Read’s opening night doubled as a publication party for a novel called “Sad Movies” by Venice writer Mark Lindquist. The party was to be hosted by Bret Easton Ellis, author of the controversial novel “Less Than Zero” whose story unfolds against an underground club scene not unlike the one at Read. But, alas, authority on both coasts that he is, the New York-based literary enfant terrible failed to attend because, according to club operator NicholasGriffin, Ellis is afraid to fly.

Lindquist, however, was in attendance and he cuts much the same profile as Ellis: young, preppy, handsome and marginally talented at best. As in “Less Than Zero,” Lindquist builds his novel around the aimless meanderings of a blase hero crippled with alienation. This sad dude ponders his miserable life for 196 pages, occasionally taking a break from his grief to mention his favorite pop groups, drugs, sexual kinks and name-brand products, then finally decides not to commit suicide.

Advertisement

That’s all there is to “Sad Movies.” And presto! Lindquist is an author being photographed at his own publication party! The great American novel seems to have become the dumping ground for the psychological toxic waste of a generation of spoiled post-adolescents, and now Read gives them a place to air their angst on Friday nights.

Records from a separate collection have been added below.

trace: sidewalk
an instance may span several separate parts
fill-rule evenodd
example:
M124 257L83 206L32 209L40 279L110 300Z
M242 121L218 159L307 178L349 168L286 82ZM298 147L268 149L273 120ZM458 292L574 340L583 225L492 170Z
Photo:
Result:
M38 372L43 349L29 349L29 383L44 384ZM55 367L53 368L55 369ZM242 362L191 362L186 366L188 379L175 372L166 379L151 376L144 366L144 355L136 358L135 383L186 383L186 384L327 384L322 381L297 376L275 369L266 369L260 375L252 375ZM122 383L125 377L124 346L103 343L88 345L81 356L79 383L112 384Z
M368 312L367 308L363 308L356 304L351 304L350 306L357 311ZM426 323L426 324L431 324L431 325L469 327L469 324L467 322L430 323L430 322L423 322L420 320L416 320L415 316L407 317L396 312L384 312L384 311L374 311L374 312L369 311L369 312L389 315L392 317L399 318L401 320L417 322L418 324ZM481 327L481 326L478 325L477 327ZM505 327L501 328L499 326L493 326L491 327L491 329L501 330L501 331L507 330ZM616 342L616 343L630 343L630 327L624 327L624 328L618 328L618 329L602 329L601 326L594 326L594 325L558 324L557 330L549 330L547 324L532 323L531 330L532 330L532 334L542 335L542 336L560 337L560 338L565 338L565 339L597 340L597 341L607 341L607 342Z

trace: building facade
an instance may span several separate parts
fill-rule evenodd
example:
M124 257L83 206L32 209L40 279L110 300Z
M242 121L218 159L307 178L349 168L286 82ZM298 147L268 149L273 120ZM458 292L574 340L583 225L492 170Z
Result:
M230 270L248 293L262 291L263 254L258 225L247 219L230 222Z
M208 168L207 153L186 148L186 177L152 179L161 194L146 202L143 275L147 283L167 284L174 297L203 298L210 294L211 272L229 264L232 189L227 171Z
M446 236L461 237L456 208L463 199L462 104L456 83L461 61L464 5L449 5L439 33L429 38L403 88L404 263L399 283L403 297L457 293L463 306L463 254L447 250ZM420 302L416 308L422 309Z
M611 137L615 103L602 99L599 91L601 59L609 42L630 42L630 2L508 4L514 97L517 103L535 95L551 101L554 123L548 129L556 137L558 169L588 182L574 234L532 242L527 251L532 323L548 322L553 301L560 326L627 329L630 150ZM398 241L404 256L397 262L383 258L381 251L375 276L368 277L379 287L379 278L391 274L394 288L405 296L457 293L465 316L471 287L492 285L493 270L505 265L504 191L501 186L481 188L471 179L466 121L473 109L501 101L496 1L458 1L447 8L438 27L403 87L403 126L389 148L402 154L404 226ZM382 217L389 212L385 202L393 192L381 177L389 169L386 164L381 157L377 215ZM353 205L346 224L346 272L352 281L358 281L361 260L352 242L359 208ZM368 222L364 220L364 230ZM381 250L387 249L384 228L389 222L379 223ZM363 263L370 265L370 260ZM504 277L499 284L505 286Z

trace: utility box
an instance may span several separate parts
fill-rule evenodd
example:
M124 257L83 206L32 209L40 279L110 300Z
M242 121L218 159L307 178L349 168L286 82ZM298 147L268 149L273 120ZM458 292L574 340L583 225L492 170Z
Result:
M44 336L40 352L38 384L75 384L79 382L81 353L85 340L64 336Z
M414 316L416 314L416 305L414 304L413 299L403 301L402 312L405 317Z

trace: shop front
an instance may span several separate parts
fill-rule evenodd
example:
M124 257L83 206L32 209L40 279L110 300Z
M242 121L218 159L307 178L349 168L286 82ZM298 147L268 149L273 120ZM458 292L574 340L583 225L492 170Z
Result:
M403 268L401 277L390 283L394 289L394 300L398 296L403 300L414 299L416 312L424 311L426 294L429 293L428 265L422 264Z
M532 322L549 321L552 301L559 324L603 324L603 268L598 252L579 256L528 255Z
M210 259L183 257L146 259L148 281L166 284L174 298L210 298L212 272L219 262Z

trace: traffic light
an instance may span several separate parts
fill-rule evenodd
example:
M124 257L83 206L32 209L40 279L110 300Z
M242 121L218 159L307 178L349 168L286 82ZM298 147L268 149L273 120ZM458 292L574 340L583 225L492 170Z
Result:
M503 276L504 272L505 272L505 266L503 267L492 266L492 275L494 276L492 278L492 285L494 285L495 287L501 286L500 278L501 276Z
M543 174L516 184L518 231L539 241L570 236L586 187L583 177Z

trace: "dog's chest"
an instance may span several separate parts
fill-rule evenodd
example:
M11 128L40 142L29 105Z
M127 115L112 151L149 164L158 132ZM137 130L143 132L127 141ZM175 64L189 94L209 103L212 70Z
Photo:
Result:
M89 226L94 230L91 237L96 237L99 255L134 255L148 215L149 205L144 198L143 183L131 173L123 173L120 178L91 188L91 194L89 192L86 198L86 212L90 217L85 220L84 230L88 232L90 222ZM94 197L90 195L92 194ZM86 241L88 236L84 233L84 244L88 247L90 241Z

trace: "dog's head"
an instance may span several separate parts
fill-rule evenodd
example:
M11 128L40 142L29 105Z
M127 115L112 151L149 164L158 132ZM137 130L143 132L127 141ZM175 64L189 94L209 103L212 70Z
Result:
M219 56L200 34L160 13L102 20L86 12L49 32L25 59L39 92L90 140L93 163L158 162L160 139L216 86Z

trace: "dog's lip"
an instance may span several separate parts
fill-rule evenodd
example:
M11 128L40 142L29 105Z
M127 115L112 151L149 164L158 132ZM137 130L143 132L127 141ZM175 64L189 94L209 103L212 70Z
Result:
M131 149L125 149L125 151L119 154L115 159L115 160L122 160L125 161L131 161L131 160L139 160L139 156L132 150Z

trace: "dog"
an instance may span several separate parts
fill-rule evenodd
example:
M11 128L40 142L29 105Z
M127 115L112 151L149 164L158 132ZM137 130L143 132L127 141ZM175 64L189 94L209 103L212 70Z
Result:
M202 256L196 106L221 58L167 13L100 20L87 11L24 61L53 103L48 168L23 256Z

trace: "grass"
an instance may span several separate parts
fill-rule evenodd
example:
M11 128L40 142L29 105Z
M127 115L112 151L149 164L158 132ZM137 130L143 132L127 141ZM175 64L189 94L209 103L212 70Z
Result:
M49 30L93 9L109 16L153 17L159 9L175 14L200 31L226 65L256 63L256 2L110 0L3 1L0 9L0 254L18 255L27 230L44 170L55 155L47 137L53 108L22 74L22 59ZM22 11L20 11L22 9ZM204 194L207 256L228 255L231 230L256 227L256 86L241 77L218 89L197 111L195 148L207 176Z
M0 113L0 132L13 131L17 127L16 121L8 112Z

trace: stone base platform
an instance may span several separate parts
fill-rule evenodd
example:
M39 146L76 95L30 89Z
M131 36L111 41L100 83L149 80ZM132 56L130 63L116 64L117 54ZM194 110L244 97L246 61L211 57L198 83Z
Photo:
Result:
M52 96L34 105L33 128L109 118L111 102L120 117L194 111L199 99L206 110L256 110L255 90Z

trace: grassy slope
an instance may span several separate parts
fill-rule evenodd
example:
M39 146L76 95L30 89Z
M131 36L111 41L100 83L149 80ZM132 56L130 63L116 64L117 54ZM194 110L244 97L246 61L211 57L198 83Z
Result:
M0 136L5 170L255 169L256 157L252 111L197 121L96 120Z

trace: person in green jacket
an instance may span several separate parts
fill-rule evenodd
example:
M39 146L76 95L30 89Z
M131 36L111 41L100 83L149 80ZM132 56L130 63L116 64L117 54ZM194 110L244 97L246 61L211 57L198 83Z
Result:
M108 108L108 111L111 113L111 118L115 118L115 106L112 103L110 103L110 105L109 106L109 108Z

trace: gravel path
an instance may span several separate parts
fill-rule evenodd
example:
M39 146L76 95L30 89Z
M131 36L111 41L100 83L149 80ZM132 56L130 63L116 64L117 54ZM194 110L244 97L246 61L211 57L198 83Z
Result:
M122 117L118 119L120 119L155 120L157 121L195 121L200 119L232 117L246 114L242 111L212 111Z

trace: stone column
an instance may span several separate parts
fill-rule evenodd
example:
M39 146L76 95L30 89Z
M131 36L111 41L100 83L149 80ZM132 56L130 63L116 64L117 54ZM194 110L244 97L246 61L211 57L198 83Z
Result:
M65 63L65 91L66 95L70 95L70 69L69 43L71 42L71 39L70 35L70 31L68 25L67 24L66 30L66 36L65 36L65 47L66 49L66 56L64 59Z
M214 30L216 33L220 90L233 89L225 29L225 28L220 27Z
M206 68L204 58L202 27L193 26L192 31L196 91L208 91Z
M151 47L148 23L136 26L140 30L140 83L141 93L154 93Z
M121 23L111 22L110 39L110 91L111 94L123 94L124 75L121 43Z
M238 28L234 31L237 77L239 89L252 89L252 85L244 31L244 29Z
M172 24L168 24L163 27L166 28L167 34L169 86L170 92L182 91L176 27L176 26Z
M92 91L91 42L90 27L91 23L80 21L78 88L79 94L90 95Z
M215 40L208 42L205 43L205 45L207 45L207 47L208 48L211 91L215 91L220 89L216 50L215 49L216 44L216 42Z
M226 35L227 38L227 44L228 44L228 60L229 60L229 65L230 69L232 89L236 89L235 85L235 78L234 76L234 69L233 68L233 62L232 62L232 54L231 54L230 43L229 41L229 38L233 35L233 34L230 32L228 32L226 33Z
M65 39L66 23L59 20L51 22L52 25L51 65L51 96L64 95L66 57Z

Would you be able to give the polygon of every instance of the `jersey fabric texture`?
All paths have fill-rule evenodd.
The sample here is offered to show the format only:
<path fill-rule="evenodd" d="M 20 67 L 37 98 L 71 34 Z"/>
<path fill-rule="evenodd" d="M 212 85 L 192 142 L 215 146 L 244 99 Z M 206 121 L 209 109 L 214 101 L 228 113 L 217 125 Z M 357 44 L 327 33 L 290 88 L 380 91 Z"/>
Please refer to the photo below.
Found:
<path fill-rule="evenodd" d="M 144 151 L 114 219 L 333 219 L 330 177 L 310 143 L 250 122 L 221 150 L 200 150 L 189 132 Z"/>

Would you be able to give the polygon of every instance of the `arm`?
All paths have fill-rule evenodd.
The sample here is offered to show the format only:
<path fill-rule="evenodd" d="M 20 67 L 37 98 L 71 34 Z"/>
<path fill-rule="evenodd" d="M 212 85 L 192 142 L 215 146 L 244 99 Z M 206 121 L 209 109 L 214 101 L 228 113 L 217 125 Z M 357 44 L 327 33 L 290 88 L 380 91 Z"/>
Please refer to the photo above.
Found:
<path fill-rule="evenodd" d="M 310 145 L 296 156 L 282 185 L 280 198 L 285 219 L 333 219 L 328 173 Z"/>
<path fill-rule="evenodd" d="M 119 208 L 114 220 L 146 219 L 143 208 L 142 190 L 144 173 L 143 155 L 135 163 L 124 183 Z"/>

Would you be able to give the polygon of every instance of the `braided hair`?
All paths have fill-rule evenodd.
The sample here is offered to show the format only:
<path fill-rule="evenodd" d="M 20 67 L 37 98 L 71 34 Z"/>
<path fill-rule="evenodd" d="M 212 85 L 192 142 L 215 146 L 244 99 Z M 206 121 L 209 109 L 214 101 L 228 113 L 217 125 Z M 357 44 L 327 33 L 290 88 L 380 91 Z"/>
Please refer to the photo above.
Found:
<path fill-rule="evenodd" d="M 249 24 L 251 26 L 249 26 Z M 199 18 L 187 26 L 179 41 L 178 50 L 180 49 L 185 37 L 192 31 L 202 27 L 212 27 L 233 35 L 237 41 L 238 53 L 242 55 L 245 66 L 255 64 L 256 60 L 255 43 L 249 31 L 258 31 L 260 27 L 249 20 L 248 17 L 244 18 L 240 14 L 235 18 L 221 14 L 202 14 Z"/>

One certainly can’t fault club designers and co-owners Dean Tenen and Geoff Dillon for the job they’ve done. A beautifully lit maze of poured concrete and glass brick, Read is a gorgeous yuppie hatchery tailor-made for Reagan-era bohemians. Dressed for success, hip yet conservative, and ruthlessly competitive, they can now escape the cares of the day at Read where they’ll relax on overstuffed couches, sip champagne at the bar, immerse themselves in one of Read’s state-of-the-art slide shows, improve their minds with the latest issue of The Face, and hope against hope that they’ll be invited into the VIP lounge.

Yes, Dillon and Griffin have built a better mousetrap--or at least the mousetrap of the week--and the mice are beating a path to their door. Limos circled the block last Friday as an expanding throng of hopeful scene makers waited in humiliation on the wrong side of the velvet rope, occasionally erupting into petulant outbursts of shoving, begging and pouting. It’s good to know that the future of the written word is in safe hands.